There are two points of view on the problem of treatment of ureterocele. The first - for conducting open operations, the second - in support of endoscopic dissection. Plastic surgery can be as follows:

  • one-stage ureterocystostomy with dissection of ureterocele even with a practically non-functioning kidney or half of it;
  • pyelo- or uretero-ureterostomy with preserved kidney function with excision (dissection) or without ureterocele;
  • Hemin nephrectomy with excision (dissection) or without ureterocele.

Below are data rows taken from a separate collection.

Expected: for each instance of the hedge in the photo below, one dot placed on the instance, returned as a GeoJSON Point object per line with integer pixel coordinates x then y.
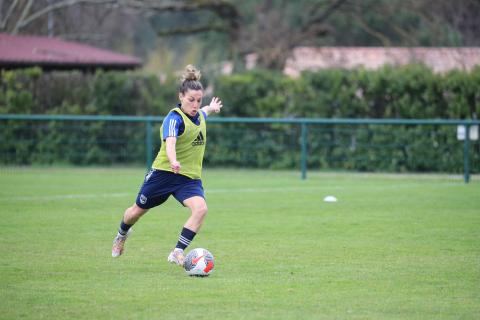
{"type": "Point", "coordinates": [408, 92]}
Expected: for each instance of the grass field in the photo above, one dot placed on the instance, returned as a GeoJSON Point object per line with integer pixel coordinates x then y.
{"type": "Point", "coordinates": [392, 247]}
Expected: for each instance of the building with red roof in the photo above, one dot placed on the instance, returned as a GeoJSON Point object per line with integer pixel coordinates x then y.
{"type": "Point", "coordinates": [55, 54]}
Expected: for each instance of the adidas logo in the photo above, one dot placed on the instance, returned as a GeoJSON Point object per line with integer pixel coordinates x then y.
{"type": "Point", "coordinates": [199, 140]}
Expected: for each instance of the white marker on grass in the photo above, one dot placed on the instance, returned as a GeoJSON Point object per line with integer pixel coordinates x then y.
{"type": "Point", "coordinates": [330, 199]}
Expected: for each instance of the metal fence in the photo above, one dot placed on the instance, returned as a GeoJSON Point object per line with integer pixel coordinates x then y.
{"type": "Point", "coordinates": [391, 145]}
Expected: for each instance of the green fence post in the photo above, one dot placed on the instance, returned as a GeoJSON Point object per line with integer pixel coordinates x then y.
{"type": "Point", "coordinates": [303, 156]}
{"type": "Point", "coordinates": [148, 143]}
{"type": "Point", "coordinates": [466, 154]}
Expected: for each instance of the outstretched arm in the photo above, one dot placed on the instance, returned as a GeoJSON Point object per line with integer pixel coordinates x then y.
{"type": "Point", "coordinates": [214, 106]}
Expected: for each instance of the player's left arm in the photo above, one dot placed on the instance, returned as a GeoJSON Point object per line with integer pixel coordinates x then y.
{"type": "Point", "coordinates": [214, 107]}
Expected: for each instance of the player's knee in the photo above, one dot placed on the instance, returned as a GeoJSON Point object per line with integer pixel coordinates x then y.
{"type": "Point", "coordinates": [135, 211]}
{"type": "Point", "coordinates": [200, 211]}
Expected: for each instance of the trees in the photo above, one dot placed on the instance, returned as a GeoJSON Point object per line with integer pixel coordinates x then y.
{"type": "Point", "coordinates": [233, 29]}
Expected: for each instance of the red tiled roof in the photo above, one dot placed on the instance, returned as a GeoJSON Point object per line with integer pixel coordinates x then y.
{"type": "Point", "coordinates": [53, 52]}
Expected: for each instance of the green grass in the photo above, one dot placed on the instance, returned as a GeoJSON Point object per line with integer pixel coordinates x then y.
{"type": "Point", "coordinates": [393, 247]}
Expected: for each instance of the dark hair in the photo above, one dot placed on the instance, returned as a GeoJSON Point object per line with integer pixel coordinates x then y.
{"type": "Point", "coordinates": [190, 79]}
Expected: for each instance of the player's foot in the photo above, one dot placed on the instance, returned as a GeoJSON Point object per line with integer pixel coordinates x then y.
{"type": "Point", "coordinates": [176, 256]}
{"type": "Point", "coordinates": [119, 243]}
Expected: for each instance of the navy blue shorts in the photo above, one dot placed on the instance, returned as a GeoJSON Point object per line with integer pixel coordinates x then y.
{"type": "Point", "coordinates": [159, 185]}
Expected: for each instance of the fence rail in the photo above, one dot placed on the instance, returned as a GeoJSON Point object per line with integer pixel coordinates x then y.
{"type": "Point", "coordinates": [303, 125]}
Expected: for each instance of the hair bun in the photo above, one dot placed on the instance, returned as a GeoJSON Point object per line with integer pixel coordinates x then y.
{"type": "Point", "coordinates": [191, 73]}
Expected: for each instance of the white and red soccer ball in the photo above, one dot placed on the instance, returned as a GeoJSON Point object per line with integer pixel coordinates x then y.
{"type": "Point", "coordinates": [199, 262]}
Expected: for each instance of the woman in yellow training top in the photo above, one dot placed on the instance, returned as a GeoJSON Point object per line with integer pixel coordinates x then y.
{"type": "Point", "coordinates": [177, 168]}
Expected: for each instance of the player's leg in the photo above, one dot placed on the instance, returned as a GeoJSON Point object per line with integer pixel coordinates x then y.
{"type": "Point", "coordinates": [131, 215]}
{"type": "Point", "coordinates": [152, 193]}
{"type": "Point", "coordinates": [191, 195]}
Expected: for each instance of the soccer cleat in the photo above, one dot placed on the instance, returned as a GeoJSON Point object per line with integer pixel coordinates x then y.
{"type": "Point", "coordinates": [119, 243]}
{"type": "Point", "coordinates": [176, 256]}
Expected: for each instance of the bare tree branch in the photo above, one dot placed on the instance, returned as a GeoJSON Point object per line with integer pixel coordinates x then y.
{"type": "Point", "coordinates": [3, 22]}
{"type": "Point", "coordinates": [24, 21]}
{"type": "Point", "coordinates": [192, 30]}
{"type": "Point", "coordinates": [25, 11]}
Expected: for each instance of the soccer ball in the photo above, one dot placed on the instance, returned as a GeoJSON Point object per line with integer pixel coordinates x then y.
{"type": "Point", "coordinates": [199, 262]}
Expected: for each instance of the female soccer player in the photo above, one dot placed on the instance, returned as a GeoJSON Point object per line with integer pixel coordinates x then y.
{"type": "Point", "coordinates": [178, 166]}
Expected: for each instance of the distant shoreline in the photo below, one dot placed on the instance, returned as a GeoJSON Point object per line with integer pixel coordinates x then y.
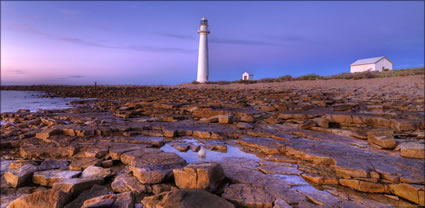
{"type": "Point", "coordinates": [122, 91]}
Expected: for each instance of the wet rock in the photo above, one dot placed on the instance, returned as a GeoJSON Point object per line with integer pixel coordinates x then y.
{"type": "Point", "coordinates": [125, 182]}
{"type": "Point", "coordinates": [154, 141]}
{"type": "Point", "coordinates": [186, 198]}
{"type": "Point", "coordinates": [20, 176]}
{"type": "Point", "coordinates": [150, 174]}
{"type": "Point", "coordinates": [381, 137]}
{"type": "Point", "coordinates": [202, 134]}
{"type": "Point", "coordinates": [208, 176]}
{"type": "Point", "coordinates": [267, 146]}
{"type": "Point", "coordinates": [48, 177]}
{"type": "Point", "coordinates": [245, 195]}
{"type": "Point", "coordinates": [412, 150]}
{"type": "Point", "coordinates": [411, 192]}
{"type": "Point", "coordinates": [131, 157]}
{"type": "Point", "coordinates": [169, 132]}
{"type": "Point", "coordinates": [180, 147]}
{"type": "Point", "coordinates": [154, 167]}
{"type": "Point", "coordinates": [83, 163]}
{"type": "Point", "coordinates": [100, 201]}
{"type": "Point", "coordinates": [124, 200]}
{"type": "Point", "coordinates": [107, 163]}
{"type": "Point", "coordinates": [53, 164]}
{"type": "Point", "coordinates": [225, 119]}
{"type": "Point", "coordinates": [95, 171]}
{"type": "Point", "coordinates": [76, 185]}
{"type": "Point", "coordinates": [242, 125]}
{"type": "Point", "coordinates": [95, 191]}
{"type": "Point", "coordinates": [45, 134]}
{"type": "Point", "coordinates": [45, 151]}
{"type": "Point", "coordinates": [49, 198]}
{"type": "Point", "coordinates": [96, 152]}
{"type": "Point", "coordinates": [159, 188]}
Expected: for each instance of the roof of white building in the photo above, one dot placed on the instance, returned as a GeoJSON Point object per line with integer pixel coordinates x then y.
{"type": "Point", "coordinates": [369, 60]}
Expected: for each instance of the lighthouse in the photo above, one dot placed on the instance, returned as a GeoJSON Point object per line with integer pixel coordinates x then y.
{"type": "Point", "coordinates": [203, 51]}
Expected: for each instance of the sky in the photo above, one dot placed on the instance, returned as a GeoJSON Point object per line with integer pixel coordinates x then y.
{"type": "Point", "coordinates": [152, 43]}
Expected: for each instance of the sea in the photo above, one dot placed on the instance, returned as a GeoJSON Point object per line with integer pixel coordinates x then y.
{"type": "Point", "coordinates": [11, 101]}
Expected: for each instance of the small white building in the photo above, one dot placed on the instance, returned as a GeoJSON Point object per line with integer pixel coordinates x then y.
{"type": "Point", "coordinates": [372, 64]}
{"type": "Point", "coordinates": [247, 76]}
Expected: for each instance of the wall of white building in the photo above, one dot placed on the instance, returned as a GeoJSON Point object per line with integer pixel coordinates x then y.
{"type": "Point", "coordinates": [362, 68]}
{"type": "Point", "coordinates": [372, 67]}
{"type": "Point", "coordinates": [384, 63]}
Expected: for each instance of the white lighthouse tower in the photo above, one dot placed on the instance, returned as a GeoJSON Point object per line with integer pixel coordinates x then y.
{"type": "Point", "coordinates": [203, 51]}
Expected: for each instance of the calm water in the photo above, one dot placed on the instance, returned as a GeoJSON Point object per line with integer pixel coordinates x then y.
{"type": "Point", "coordinates": [192, 157]}
{"type": "Point", "coordinates": [11, 101]}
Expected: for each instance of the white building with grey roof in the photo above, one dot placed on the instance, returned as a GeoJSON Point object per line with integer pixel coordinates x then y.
{"type": "Point", "coordinates": [372, 64]}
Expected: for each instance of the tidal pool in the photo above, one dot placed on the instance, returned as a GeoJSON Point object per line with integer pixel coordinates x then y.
{"type": "Point", "coordinates": [192, 157]}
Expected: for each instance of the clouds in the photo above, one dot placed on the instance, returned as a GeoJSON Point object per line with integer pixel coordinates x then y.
{"type": "Point", "coordinates": [16, 71]}
{"type": "Point", "coordinates": [99, 44]}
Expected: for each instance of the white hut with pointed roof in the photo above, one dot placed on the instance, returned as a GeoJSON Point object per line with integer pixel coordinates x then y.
{"type": "Point", "coordinates": [247, 76]}
{"type": "Point", "coordinates": [372, 64]}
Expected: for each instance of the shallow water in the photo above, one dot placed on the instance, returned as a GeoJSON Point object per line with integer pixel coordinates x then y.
{"type": "Point", "coordinates": [192, 157]}
{"type": "Point", "coordinates": [11, 101]}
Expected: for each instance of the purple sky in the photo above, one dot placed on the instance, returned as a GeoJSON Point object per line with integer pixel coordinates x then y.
{"type": "Point", "coordinates": [76, 42]}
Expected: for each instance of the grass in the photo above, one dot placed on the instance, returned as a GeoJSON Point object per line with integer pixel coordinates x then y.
{"type": "Point", "coordinates": [355, 76]}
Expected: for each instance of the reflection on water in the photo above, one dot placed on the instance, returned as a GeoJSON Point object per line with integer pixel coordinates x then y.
{"type": "Point", "coordinates": [11, 101]}
{"type": "Point", "coordinates": [193, 157]}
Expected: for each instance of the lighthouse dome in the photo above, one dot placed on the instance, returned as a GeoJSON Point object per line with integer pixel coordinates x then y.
{"type": "Point", "coordinates": [204, 21]}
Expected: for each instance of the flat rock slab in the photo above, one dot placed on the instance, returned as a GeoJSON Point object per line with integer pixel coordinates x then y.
{"type": "Point", "coordinates": [48, 177]}
{"type": "Point", "coordinates": [185, 198]}
{"type": "Point", "coordinates": [20, 176]}
{"type": "Point", "coordinates": [125, 182]}
{"type": "Point", "coordinates": [76, 185]}
{"type": "Point", "coordinates": [280, 170]}
{"type": "Point", "coordinates": [97, 172]}
{"type": "Point", "coordinates": [83, 163]}
{"type": "Point", "coordinates": [208, 176]}
{"type": "Point", "coordinates": [265, 145]}
{"type": "Point", "coordinates": [154, 141]}
{"type": "Point", "coordinates": [124, 200]}
{"type": "Point", "coordinates": [49, 198]}
{"type": "Point", "coordinates": [95, 191]}
{"type": "Point", "coordinates": [245, 195]}
{"type": "Point", "coordinates": [413, 150]}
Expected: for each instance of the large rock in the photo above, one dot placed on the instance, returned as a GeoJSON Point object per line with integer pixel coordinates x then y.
{"type": "Point", "coordinates": [125, 182]}
{"type": "Point", "coordinates": [76, 185]}
{"type": "Point", "coordinates": [95, 191]}
{"type": "Point", "coordinates": [208, 176]}
{"type": "Point", "coordinates": [411, 192]}
{"type": "Point", "coordinates": [123, 200]}
{"type": "Point", "coordinates": [50, 198]}
{"type": "Point", "coordinates": [95, 171]}
{"type": "Point", "coordinates": [186, 198]}
{"type": "Point", "coordinates": [151, 174]}
{"type": "Point", "coordinates": [53, 164]}
{"type": "Point", "coordinates": [48, 177]}
{"type": "Point", "coordinates": [20, 176]}
{"type": "Point", "coordinates": [245, 195]}
{"type": "Point", "coordinates": [381, 137]}
{"type": "Point", "coordinates": [154, 167]}
{"type": "Point", "coordinates": [45, 134]}
{"type": "Point", "coordinates": [82, 163]}
{"type": "Point", "coordinates": [413, 150]}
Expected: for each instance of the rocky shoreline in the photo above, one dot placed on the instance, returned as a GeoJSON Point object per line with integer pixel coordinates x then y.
{"type": "Point", "coordinates": [304, 144]}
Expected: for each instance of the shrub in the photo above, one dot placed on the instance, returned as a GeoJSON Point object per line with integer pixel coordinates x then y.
{"type": "Point", "coordinates": [285, 78]}
{"type": "Point", "coordinates": [309, 77]}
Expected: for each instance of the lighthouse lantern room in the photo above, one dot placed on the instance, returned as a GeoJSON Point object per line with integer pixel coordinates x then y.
{"type": "Point", "coordinates": [203, 51]}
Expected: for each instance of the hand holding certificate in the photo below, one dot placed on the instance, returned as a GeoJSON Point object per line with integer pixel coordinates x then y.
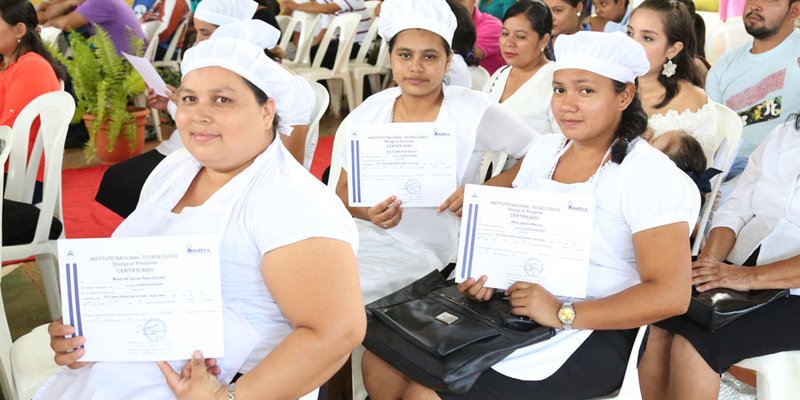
{"type": "Point", "coordinates": [513, 235]}
{"type": "Point", "coordinates": [143, 299]}
{"type": "Point", "coordinates": [414, 161]}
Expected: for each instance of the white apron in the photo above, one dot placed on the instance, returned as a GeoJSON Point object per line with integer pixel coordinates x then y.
{"type": "Point", "coordinates": [143, 380]}
{"type": "Point", "coordinates": [539, 361]}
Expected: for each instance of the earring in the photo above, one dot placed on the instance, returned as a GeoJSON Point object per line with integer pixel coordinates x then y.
{"type": "Point", "coordinates": [669, 68]}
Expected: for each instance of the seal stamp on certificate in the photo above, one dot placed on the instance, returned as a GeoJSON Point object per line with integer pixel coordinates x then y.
{"type": "Point", "coordinates": [154, 329]}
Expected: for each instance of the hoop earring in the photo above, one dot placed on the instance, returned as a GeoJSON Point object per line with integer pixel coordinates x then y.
{"type": "Point", "coordinates": [669, 68]}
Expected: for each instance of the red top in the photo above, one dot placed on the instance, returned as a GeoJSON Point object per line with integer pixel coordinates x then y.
{"type": "Point", "coordinates": [26, 79]}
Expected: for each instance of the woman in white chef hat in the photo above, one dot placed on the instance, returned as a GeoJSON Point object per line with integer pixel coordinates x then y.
{"type": "Point", "coordinates": [639, 266]}
{"type": "Point", "coordinates": [399, 245]}
{"type": "Point", "coordinates": [292, 307]}
{"type": "Point", "coordinates": [122, 183]}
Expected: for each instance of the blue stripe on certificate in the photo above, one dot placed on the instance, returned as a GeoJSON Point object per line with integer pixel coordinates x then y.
{"type": "Point", "coordinates": [69, 297]}
{"type": "Point", "coordinates": [472, 238]}
{"type": "Point", "coordinates": [79, 327]}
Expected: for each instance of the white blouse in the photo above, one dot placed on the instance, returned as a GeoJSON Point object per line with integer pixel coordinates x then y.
{"type": "Point", "coordinates": [764, 207]}
{"type": "Point", "coordinates": [531, 101]}
{"type": "Point", "coordinates": [700, 124]}
{"type": "Point", "coordinates": [629, 199]}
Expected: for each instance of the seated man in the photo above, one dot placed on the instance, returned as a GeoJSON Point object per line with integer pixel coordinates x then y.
{"type": "Point", "coordinates": [334, 7]}
{"type": "Point", "coordinates": [115, 16]}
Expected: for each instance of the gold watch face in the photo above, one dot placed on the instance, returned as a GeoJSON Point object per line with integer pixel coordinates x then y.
{"type": "Point", "coordinates": [566, 314]}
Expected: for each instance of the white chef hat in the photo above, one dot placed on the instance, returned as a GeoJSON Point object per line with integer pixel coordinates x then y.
{"type": "Point", "coordinates": [221, 12]}
{"type": "Point", "coordinates": [613, 55]}
{"type": "Point", "coordinates": [253, 31]}
{"type": "Point", "coordinates": [294, 98]}
{"type": "Point", "coordinates": [431, 15]}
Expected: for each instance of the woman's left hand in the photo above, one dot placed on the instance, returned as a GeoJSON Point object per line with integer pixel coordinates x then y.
{"type": "Point", "coordinates": [454, 203]}
{"type": "Point", "coordinates": [195, 382]}
{"type": "Point", "coordinates": [709, 274]}
{"type": "Point", "coordinates": [535, 302]}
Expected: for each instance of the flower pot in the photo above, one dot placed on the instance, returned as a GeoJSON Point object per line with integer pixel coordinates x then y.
{"type": "Point", "coordinates": [122, 149]}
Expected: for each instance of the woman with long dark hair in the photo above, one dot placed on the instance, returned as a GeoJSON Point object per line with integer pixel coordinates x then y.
{"type": "Point", "coordinates": [639, 264]}
{"type": "Point", "coordinates": [27, 70]}
{"type": "Point", "coordinates": [671, 91]}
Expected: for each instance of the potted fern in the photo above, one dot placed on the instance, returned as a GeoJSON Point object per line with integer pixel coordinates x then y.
{"type": "Point", "coordinates": [105, 83]}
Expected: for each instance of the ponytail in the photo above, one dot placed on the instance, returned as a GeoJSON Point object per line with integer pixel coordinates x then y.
{"type": "Point", "coordinates": [632, 125]}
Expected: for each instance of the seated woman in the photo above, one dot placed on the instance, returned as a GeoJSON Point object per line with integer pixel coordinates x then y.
{"type": "Point", "coordinates": [525, 85]}
{"type": "Point", "coordinates": [27, 70]}
{"type": "Point", "coordinates": [396, 245]}
{"type": "Point", "coordinates": [639, 264]}
{"type": "Point", "coordinates": [672, 94]}
{"type": "Point", "coordinates": [463, 43]}
{"type": "Point", "coordinates": [566, 20]}
{"type": "Point", "coordinates": [122, 183]}
{"type": "Point", "coordinates": [290, 294]}
{"type": "Point", "coordinates": [756, 225]}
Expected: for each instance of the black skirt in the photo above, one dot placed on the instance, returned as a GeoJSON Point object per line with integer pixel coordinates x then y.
{"type": "Point", "coordinates": [595, 369]}
{"type": "Point", "coordinates": [772, 328]}
{"type": "Point", "coordinates": [122, 183]}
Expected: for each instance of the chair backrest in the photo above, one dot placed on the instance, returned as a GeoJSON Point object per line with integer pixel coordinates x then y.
{"type": "Point", "coordinates": [312, 137]}
{"type": "Point", "coordinates": [54, 110]}
{"type": "Point", "coordinates": [479, 77]}
{"type": "Point", "coordinates": [494, 159]}
{"type": "Point", "coordinates": [283, 22]}
{"type": "Point", "coordinates": [346, 25]}
{"type": "Point", "coordinates": [305, 23]}
{"type": "Point", "coordinates": [729, 124]}
{"type": "Point", "coordinates": [366, 45]}
{"type": "Point", "coordinates": [6, 377]}
{"type": "Point", "coordinates": [371, 6]}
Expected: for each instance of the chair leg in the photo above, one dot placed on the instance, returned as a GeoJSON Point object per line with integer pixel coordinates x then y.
{"type": "Point", "coordinates": [49, 271]}
{"type": "Point", "coordinates": [335, 89]}
{"type": "Point", "coordinates": [348, 89]}
{"type": "Point", "coordinates": [358, 88]}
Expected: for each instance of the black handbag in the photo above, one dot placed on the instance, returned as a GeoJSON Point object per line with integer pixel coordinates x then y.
{"type": "Point", "coordinates": [434, 335]}
{"type": "Point", "coordinates": [715, 308]}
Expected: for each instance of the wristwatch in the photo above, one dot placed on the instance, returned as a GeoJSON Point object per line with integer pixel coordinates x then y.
{"type": "Point", "coordinates": [566, 314]}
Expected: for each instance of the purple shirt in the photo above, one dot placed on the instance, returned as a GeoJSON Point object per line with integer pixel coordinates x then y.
{"type": "Point", "coordinates": [116, 17]}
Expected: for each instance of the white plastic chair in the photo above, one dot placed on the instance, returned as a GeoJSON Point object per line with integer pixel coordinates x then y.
{"type": "Point", "coordinates": [494, 159]}
{"type": "Point", "coordinates": [54, 110]}
{"type": "Point", "coordinates": [729, 137]}
{"type": "Point", "coordinates": [346, 25]}
{"type": "Point", "coordinates": [371, 6]}
{"type": "Point", "coordinates": [479, 77]}
{"type": "Point", "coordinates": [777, 375]}
{"type": "Point", "coordinates": [26, 363]}
{"type": "Point", "coordinates": [304, 23]}
{"type": "Point", "coordinates": [726, 36]}
{"type": "Point", "coordinates": [322, 99]}
{"type": "Point", "coordinates": [630, 383]}
{"type": "Point", "coordinates": [360, 67]}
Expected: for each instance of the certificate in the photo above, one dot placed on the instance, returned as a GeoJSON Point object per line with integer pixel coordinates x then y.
{"type": "Point", "coordinates": [414, 161]}
{"type": "Point", "coordinates": [143, 299]}
{"type": "Point", "coordinates": [148, 73]}
{"type": "Point", "coordinates": [513, 235]}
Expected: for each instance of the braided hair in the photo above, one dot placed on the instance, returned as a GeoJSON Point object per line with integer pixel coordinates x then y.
{"type": "Point", "coordinates": [632, 125]}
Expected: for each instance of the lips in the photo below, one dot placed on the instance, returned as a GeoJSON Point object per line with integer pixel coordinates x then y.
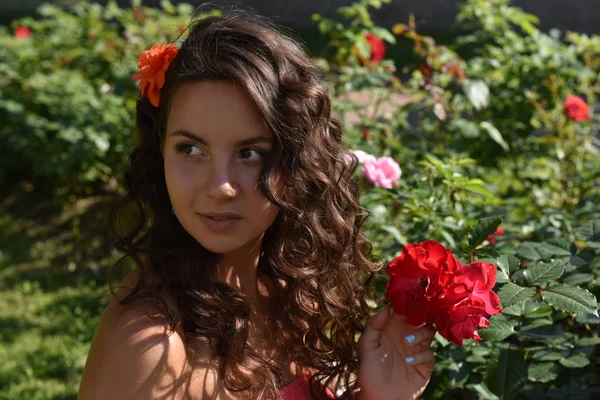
{"type": "Point", "coordinates": [222, 215]}
{"type": "Point", "coordinates": [221, 225]}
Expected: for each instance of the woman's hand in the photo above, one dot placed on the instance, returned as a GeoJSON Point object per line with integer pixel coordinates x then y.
{"type": "Point", "coordinates": [395, 359]}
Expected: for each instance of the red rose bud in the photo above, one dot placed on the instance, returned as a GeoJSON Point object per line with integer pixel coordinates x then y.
{"type": "Point", "coordinates": [22, 32]}
{"type": "Point", "coordinates": [377, 47]}
{"type": "Point", "coordinates": [576, 109]}
{"type": "Point", "coordinates": [428, 285]}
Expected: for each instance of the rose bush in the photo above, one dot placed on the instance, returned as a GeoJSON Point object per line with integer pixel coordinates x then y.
{"type": "Point", "coordinates": [478, 127]}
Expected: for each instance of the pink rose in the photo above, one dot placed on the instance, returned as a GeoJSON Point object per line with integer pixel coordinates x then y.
{"type": "Point", "coordinates": [22, 32]}
{"type": "Point", "coordinates": [377, 48]}
{"type": "Point", "coordinates": [384, 172]}
{"type": "Point", "coordinates": [364, 157]}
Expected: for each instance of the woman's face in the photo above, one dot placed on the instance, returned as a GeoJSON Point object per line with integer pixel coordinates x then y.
{"type": "Point", "coordinates": [213, 153]}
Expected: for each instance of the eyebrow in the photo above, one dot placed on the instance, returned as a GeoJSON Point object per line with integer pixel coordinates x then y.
{"type": "Point", "coordinates": [188, 134]}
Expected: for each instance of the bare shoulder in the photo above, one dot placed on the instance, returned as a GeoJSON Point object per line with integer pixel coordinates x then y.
{"type": "Point", "coordinates": [133, 356]}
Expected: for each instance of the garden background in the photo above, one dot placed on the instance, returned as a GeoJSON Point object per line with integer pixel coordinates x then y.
{"type": "Point", "coordinates": [493, 122]}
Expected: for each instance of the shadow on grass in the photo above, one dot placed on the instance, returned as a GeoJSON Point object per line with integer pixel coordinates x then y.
{"type": "Point", "coordinates": [53, 240]}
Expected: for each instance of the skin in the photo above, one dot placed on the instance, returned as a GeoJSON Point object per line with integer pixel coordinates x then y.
{"type": "Point", "coordinates": [220, 175]}
{"type": "Point", "coordinates": [133, 357]}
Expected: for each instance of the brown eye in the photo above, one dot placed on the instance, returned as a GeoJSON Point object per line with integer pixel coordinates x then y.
{"type": "Point", "coordinates": [246, 152]}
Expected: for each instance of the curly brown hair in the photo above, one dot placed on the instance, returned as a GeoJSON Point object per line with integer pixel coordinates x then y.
{"type": "Point", "coordinates": [315, 253]}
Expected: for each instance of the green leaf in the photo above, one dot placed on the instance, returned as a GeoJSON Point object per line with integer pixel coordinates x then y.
{"type": "Point", "coordinates": [540, 251]}
{"type": "Point", "coordinates": [560, 242]}
{"type": "Point", "coordinates": [521, 277]}
{"type": "Point", "coordinates": [548, 355]}
{"type": "Point", "coordinates": [508, 263]}
{"type": "Point", "coordinates": [494, 134]}
{"type": "Point", "coordinates": [479, 189]}
{"type": "Point", "coordinates": [391, 229]}
{"type": "Point", "coordinates": [590, 231]}
{"type": "Point", "coordinates": [584, 342]}
{"type": "Point", "coordinates": [506, 373]}
{"type": "Point", "coordinates": [543, 332]}
{"type": "Point", "coordinates": [589, 319]}
{"type": "Point", "coordinates": [540, 372]}
{"type": "Point", "coordinates": [384, 34]}
{"type": "Point", "coordinates": [571, 299]}
{"type": "Point", "coordinates": [542, 272]}
{"type": "Point", "coordinates": [480, 231]}
{"type": "Point", "coordinates": [498, 330]}
{"type": "Point", "coordinates": [548, 250]}
{"type": "Point", "coordinates": [578, 279]}
{"type": "Point", "coordinates": [527, 250]}
{"type": "Point", "coordinates": [486, 251]}
{"type": "Point", "coordinates": [514, 294]}
{"type": "Point", "coordinates": [363, 47]}
{"type": "Point", "coordinates": [578, 360]}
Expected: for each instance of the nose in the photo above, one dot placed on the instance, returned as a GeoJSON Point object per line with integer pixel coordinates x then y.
{"type": "Point", "coordinates": [222, 181]}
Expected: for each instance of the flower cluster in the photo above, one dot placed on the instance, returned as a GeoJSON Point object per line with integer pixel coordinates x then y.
{"type": "Point", "coordinates": [152, 66]}
{"type": "Point", "coordinates": [429, 285]}
{"type": "Point", "coordinates": [383, 171]}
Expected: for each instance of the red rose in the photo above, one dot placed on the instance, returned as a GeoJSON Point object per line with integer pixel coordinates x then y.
{"type": "Point", "coordinates": [377, 47]}
{"type": "Point", "coordinates": [461, 321]}
{"type": "Point", "coordinates": [576, 109]}
{"type": "Point", "coordinates": [476, 280]}
{"type": "Point", "coordinates": [429, 286]}
{"type": "Point", "coordinates": [22, 32]}
{"type": "Point", "coordinates": [419, 276]}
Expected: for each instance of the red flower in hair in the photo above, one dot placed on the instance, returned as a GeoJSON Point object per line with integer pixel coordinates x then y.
{"type": "Point", "coordinates": [377, 47]}
{"type": "Point", "coordinates": [153, 64]}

This tactic is shared by most children's urologists. The main argument in favor of "open" surgeries is a high probability of MTCT occurrence (30%) after the endoscopic dissection of the ureterocele. Especially at its ectopic location. Proponents of endoscopic dissection, first proposed I. Zielinski (1962), agree with the probability of the emergence of PMR. In the case of the appearance of PMR, they offer reconstructive surgery, the need for which occurs in a third of patients. In this case, endoscopic dissection serves as the first stage of treatment, which allows achieving a certain reduction in the dilatation of VMP. Facilitating the subsequent plastic surgery. Absence of violations of urodynamics and clinical manifestations of obstruction in 52.38% of patients allows dynamic monitoring without operative correction.

Anomalies of the kidneys and VMP are often a predisposing factor in the development of ureterohydro- and hydronephrosis, kidney tumors, urolithiasis, acute pyelonephritis. However, there are significant difficulties in diagnosing and treating such patients, since some vices may be mistaken for the disease, and vice versa. All this can lead to diagnostic and medical errors. In addition, most anomalies affect the tactics of treatment and make it difficult to conduct surgical interventions.

Today, due to the introduction of non-invasive and minimally invasive diagnostic methods, various variants of endoscopy, it became possible not only to determine the type of defect based on indirect signs, but also to study the pathological processes that have arisen in detail, and also to evaluate the condition of neighboring organs, their relationship with abnormally developed kidneys and VMP. Obviously, the notion of anomalies of the kidneys and the VMP are at a new stage in development. Modern therapeutic tactics differ from the generally accepted 5-10 years ago. The high incidence of kidney and vestibular abnormalities and the complexity of open surgical manuals against their background made it necessary to introduce new minimally invasive methods of treatment.